That's unfortunate, and I don't doubt that it's true.


I do quite a few multi band shows for one promoter, with some bands from high school and I suppose some from college. I mix them with the same care and attention I give for touring bands.


To tell the truth, most bands are very cooperative. It's actually rare to have a real problem.


----------



## Budda

I find that musicians are generally co-operative when its about them getting on stage and performing. I would get asked to turn down sometimes, and I'd do it without a 2nd thought. But after hearing "man, i couldnt hear you play!" more times then I'd like to remember, I'm not so sure it's a good idea.

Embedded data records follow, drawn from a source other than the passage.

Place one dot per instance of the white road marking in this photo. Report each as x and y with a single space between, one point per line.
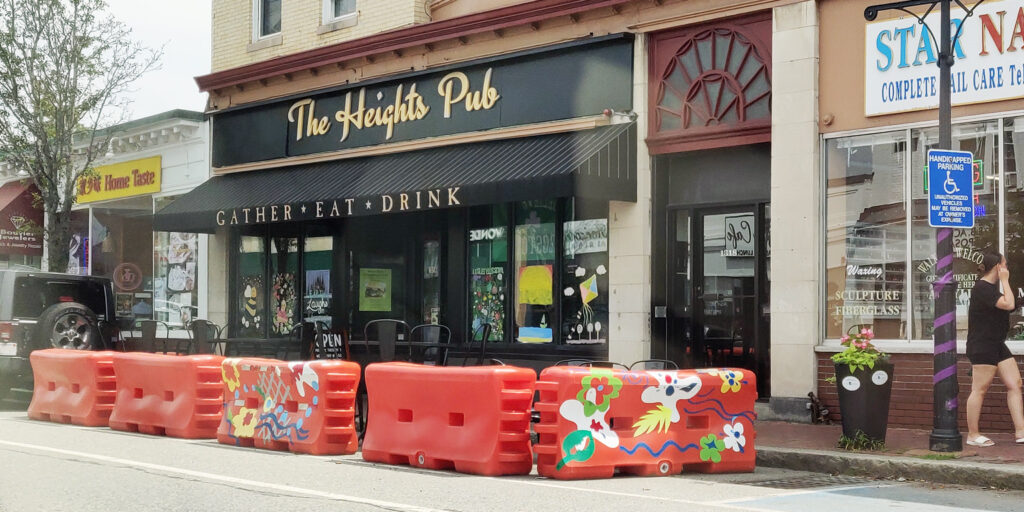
225 479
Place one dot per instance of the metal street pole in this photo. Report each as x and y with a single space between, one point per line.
945 434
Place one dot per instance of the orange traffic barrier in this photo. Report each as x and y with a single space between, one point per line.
473 420
73 386
175 395
599 422
302 407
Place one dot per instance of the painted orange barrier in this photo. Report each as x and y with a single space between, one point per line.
473 420
301 407
175 395
73 386
599 422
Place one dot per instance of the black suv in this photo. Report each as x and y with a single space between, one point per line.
44 310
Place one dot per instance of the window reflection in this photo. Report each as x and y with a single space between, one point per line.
865 255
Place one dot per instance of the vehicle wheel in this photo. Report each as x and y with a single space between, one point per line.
69 325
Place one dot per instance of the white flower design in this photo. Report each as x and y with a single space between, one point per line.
734 438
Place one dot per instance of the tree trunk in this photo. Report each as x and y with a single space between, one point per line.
57 239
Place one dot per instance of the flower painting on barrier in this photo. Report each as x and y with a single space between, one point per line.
644 422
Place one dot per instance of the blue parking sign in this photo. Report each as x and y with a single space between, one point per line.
950 188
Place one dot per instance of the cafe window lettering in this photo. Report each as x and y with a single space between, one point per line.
488 269
535 266
546 284
865 251
870 254
585 273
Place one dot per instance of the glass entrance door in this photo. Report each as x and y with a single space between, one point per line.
718 310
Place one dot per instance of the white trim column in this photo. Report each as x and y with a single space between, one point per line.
629 241
796 210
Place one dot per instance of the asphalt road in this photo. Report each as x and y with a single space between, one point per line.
55 467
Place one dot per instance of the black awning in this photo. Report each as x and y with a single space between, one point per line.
597 163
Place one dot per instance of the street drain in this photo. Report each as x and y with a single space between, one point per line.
400 468
813 481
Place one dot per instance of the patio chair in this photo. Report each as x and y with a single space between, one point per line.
484 334
573 363
148 331
654 365
203 335
432 333
389 333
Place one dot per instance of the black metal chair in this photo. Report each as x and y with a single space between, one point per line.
573 363
148 340
483 333
607 364
654 365
431 333
204 335
389 333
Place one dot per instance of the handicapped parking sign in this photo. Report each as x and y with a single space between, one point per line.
950 188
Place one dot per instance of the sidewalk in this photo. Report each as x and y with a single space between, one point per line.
812 448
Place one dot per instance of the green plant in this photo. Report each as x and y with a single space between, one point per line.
859 353
860 441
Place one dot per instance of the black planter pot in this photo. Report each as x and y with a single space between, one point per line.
863 399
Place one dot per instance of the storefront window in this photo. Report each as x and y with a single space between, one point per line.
317 298
284 298
969 245
175 285
585 272
488 268
431 304
251 290
866 235
535 263
121 248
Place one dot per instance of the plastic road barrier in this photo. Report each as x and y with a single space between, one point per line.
301 407
175 395
73 386
473 420
599 422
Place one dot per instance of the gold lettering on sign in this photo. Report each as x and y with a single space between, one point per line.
312 126
406 108
475 100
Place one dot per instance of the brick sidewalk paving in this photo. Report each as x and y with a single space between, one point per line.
899 441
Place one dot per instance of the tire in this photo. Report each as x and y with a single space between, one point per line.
69 325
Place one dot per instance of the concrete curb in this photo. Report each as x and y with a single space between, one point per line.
952 471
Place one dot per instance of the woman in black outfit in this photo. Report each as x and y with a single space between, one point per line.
988 323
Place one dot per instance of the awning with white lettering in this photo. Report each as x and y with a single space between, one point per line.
598 163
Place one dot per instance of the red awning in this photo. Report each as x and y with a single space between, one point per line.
20 222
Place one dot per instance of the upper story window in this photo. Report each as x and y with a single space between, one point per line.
266 17
335 10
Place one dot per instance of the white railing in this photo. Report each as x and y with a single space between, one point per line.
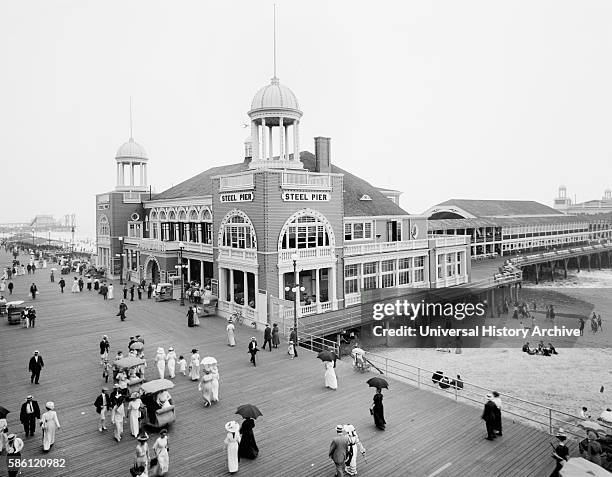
238 254
451 240
305 253
198 247
236 182
381 247
299 180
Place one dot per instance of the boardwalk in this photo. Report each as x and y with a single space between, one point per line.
426 434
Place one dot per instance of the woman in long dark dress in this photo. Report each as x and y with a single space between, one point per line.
378 410
248 447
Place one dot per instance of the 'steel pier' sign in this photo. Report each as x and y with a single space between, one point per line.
301 196
236 197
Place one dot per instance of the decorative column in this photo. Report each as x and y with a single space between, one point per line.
271 147
264 144
255 140
296 140
281 131
318 291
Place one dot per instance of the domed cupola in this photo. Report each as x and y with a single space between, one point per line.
275 118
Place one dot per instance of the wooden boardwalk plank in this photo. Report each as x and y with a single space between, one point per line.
426 431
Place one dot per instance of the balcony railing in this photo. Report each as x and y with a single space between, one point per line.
238 254
381 247
305 253
237 182
305 180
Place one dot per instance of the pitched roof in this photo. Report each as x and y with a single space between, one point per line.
501 208
354 189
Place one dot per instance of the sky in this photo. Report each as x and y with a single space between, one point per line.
442 99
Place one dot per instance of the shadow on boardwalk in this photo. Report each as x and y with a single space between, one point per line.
425 432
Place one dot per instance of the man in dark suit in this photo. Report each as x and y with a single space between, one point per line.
30 412
253 350
268 336
35 366
489 414
103 404
293 337
338 450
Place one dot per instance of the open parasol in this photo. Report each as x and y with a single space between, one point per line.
326 356
591 426
137 345
208 361
249 410
377 382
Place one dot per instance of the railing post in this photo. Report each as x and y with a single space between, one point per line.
549 420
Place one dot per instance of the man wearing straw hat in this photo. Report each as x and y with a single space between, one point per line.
561 453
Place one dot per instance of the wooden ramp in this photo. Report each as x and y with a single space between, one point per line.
426 434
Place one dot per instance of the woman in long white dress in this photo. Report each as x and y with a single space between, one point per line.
331 381
206 386
117 416
231 337
160 449
354 446
134 414
194 365
171 359
232 440
160 361
215 383
49 424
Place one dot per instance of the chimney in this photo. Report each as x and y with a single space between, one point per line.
322 154
248 151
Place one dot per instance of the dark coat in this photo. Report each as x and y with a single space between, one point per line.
23 415
98 403
36 365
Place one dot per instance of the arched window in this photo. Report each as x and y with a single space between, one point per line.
237 231
306 229
103 226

I'd love to have you mix my sets, you sound like the type of soundguy some of us wish we always had.


----------



## zontar

My experience of who is loudest has usually been the lead guitarist.


----------



## Milkman

Budda said:


> I find that musicians are generally co-operative when its about them getting on stage and performing. I would get asked to turn down sometimes, and I'd do it without a 2nd thought. But after hearing "man, i couldnt hear you play!" more times then I'd like to remember, I'm not so sure it's a good idea.
> 
> I'd love to have you mix my sets, you sound like the type of soundguy some of us wish we always had.




It's surprising (and a bloody shame) how many bands I work with have tales of woe from their experiences with soundmen. 

Sure makes it easy for me to book dates. I go through a lot of business cards after shows and I tend to have a lot of repeat clients.


----------



## ne1roc

Milkman said:


> I've seen too many guitarists point their half stacks at their butts and then turn up until they hear themselves. How dumb is that? Guitar cabs are highly directional. Unless you have ears in your asses you should have the cab pointed at your head.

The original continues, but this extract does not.